Payday loans - the pluses and minuses

Payday loans can be useful for helping you get through a temporary cash crunch. Your car breaks down and you do not have transportation to get to office. And getting to office is essential if you are to continue getting that paycheck.

In such situations, payday loans can be lifesavers. However, they should be used with caution.

The loan period is quite short — typically a couple of weeks to three weeks. Basically, these loans are meant to tide you over till your next payday. And in most cases, the amount borrowed is just a few hundred dollars.

Getting these loans is fairly easy. You write a check for the amount of the loan plus a fee stipulated by the lender. This check is given to the lender and when you are ready to repay the loan, they just cash the check.
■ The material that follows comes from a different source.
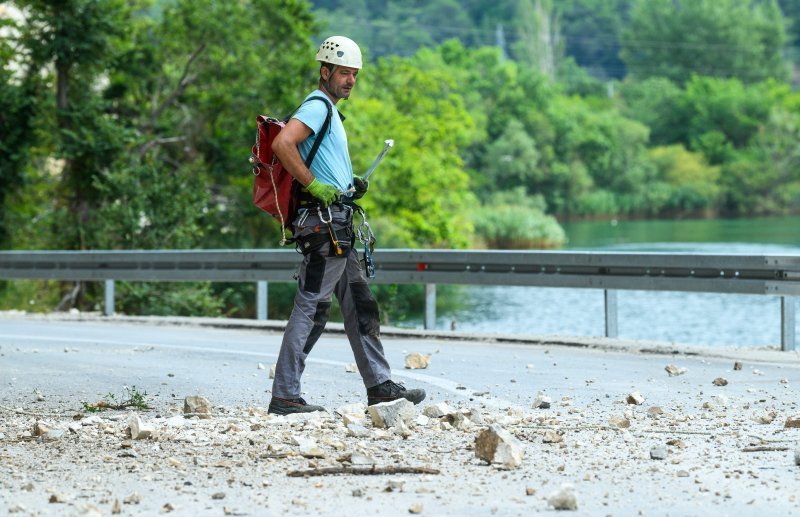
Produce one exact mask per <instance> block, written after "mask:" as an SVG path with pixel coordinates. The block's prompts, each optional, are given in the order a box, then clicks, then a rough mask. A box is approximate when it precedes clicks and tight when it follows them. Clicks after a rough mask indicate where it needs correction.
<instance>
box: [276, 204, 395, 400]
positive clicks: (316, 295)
mask: <svg viewBox="0 0 800 517" xmlns="http://www.w3.org/2000/svg"><path fill="white" fill-rule="evenodd" d="M331 215H332V217H333V221H332V223H331V224H332V225H334V228H338V231H336V234H337V235H338V236H339V237H340V239H339V241H340V242H341V244H342V245H343V246H346V247H347V248H348V249H347V250H346V251H345V252H344V253H343V254H342V255H340V256H337V255H336V254H335V253H334V251H333V249H332V246H331V239H330V237H329V234H328V228H327V225H326V224H325V223H324V222H322V221H320V218H319V215H318V214H317V212H316V210H312V211H309V212H307V213H305V212H303V211H301V213H300V214H299V215H298V216H297V218H296V219H295V222H294V227H295V237H297V238H298V244H299V246H300V249H301V250H302V251H303V262H302V264H301V265H300V274H299V277H298V282H297V295H296V296H295V299H294V308H293V309H292V315H291V316H290V317H289V323H288V324H287V326H286V331H285V332H284V334H283V342H282V343H281V351H280V354H279V355H278V363H277V366H276V368H275V379H274V382H273V384H272V394H273V395H274V396H276V397H279V398H285V399H295V398H298V397H299V396H300V376H301V375H302V374H303V370H304V369H305V365H306V358H307V357H308V354H309V353H310V352H311V349H312V347H313V346H314V344H315V343H316V342H317V340H318V339H319V337H320V335H321V334H322V331H323V329H324V328H325V324H326V323H327V321H328V316H329V315H330V308H331V294H333V293H335V294H336V298H337V299H338V300H339V305H340V307H341V309H342V315H343V316H344V329H345V333H346V334H347V339H348V340H349V341H350V347H351V348H352V349H353V355H354V356H355V360H356V365H357V366H358V371H359V372H360V373H361V377H362V379H363V380H364V386H365V387H367V388H370V387H372V386H376V385H378V384H381V383H382V382H384V381H386V380H388V379H390V378H391V369H390V367H389V363H388V361H387V360H386V357H385V355H384V353H383V345H382V344H381V340H380V319H379V315H378V303H377V302H376V301H375V298H374V297H373V296H372V292H371V291H370V289H369V286H368V285H367V279H366V277H365V276H364V272H363V270H362V268H361V263H360V262H359V260H358V252H357V251H356V250H355V248H353V247H350V245H351V244H352V235H353V222H352V216H353V211H352V209H351V208H350V207H346V206H342V205H335V208H334V209H333V210H332V211H331ZM323 217H324V218H325V219H326V220H327V219H328V217H329V216H328V213H327V211H324V212H323Z"/></svg>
One of the attractions of a these loans is that they are often available even to those who have poor credit scores — they function as short-term bad credit loans to help meet an emergency.
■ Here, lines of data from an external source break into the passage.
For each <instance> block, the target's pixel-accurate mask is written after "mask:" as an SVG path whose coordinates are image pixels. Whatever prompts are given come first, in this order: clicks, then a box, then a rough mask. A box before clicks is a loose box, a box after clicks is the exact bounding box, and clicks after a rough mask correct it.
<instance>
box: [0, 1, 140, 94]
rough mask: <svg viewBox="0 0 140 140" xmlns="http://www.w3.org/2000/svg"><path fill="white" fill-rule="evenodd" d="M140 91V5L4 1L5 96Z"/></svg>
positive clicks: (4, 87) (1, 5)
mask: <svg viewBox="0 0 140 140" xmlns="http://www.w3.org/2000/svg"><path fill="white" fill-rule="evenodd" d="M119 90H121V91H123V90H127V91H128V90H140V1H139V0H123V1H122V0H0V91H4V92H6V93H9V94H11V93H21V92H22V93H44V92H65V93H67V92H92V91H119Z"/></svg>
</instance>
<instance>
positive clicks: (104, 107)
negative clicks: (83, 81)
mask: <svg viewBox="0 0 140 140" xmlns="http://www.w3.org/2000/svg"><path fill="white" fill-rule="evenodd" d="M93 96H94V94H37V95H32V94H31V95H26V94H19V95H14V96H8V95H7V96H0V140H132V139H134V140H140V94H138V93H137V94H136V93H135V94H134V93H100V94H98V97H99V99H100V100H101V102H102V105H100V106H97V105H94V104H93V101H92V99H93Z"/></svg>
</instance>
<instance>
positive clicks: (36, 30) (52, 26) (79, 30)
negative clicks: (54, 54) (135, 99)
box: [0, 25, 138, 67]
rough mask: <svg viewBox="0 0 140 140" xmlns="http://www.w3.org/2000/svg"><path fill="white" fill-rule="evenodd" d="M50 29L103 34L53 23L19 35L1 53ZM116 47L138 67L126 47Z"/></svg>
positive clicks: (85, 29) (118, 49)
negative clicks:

Payday loans carry a high interest rate. The APRs are often 400%++. That’s astonishingly high. However, if you are only borrowing a few hundred dollars, the absolute amount of the interest won’t be much provided you repay on the due date.

Therein lies the problem with a payday advance — you do NOT have to repay on due date (usually). You can choose to roll over the loan. And that is where the danger starts.
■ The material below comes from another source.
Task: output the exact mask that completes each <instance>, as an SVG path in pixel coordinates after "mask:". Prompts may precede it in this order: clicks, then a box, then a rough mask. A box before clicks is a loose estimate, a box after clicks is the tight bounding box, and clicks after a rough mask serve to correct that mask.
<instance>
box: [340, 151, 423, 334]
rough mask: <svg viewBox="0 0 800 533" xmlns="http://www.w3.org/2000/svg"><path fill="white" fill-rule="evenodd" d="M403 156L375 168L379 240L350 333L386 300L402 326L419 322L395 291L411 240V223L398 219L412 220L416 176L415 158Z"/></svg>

Once you roll over a loan, you are charged fresh fees, often at a rate higher than what applied to the original loan. If you keep rolling over the loan, the fees accumulate — very rapidly.

And before you know it, you are neck deep in debt with no visible way out.

This is why payday loans should be used only as short term borrowings. As long as you repay the loan at your next payday, the risk you face is limited. If not, you face an open-ended liability that can lead to serious financial problems.